Au fait... si le conformisme fait peur, l'anticonformisme gratuit qui se voudrait une vertu par le seul fait d'être anticonformiste est ridicule, non? Allez, assez pensé, je vais bientôt aller me coucher! Bonne nuit ; Bonne journée

08/09/2007

Barbarie

En général, celui qui aime les gens et qui veut bien faire se soucie de ne pas faire à autrui ce qu'il n'aimerait pas qu'on lui fasse.

Tout autre chose est de s'autoriser à exiger d'un autre ce qu'on s'impose à soi-même ou ce que l'on a subi!
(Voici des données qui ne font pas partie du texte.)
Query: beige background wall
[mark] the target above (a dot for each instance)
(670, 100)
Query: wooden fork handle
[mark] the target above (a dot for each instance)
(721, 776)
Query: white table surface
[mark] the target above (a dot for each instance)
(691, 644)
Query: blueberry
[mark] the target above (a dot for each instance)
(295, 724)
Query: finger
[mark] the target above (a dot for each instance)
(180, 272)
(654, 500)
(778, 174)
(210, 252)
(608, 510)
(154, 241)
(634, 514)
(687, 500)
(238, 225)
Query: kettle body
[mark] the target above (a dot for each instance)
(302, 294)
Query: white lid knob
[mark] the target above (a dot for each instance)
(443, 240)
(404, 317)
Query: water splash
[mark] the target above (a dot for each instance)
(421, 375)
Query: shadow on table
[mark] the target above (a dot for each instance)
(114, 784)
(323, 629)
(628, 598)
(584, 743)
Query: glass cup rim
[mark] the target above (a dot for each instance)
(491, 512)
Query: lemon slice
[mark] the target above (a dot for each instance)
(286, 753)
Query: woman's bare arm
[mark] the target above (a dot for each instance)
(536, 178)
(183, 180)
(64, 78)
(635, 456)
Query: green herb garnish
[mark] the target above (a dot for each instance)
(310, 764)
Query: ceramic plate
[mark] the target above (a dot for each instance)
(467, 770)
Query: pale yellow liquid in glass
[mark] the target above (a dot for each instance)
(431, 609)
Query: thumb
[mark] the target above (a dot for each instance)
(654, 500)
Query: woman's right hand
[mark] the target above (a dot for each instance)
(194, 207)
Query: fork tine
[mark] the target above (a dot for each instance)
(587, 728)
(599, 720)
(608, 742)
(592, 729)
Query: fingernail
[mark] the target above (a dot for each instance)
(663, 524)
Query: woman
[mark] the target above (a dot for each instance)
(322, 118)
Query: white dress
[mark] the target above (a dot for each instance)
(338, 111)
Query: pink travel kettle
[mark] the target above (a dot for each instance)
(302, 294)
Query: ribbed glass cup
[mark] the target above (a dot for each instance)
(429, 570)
Dans le cas d'une personne qui se méprise lui-même, pour qui le bonheur et le bien-être n'a pas d'importance, ça fait froid dans le dos!

La vie est terrible : ce sont souvent ceux qui ont du mal à être heureux, pour qui le bonheur (ou supposé tel) des autres est insuportable qui font du mal. Que faire? Commencer par ne rejeter personne,  et aimer du mieux qu'on peut.  La tolèrance ne suffit pas : "on vous tolère", le  respect c'est déjà mieux, ainsi que l'Amour...

 

23:48 Écrit par Francis dans À MÉDITER | Lien permanent | Commentaires (2) | Tags : amour, bien, mal, bonheur |

06/09/2007

sado-masochisme

Pourquoi y-a-t'il tant de gens qui paraissent ne pouvoir aimer quelqu'un que s'ils savent que cette personne a souffert? Est-ce là l'origine du sado-masochisme? Cet amour aide-t'il à sortir de cette souffrance? Est-il bon de toujours se prendre pour une victime?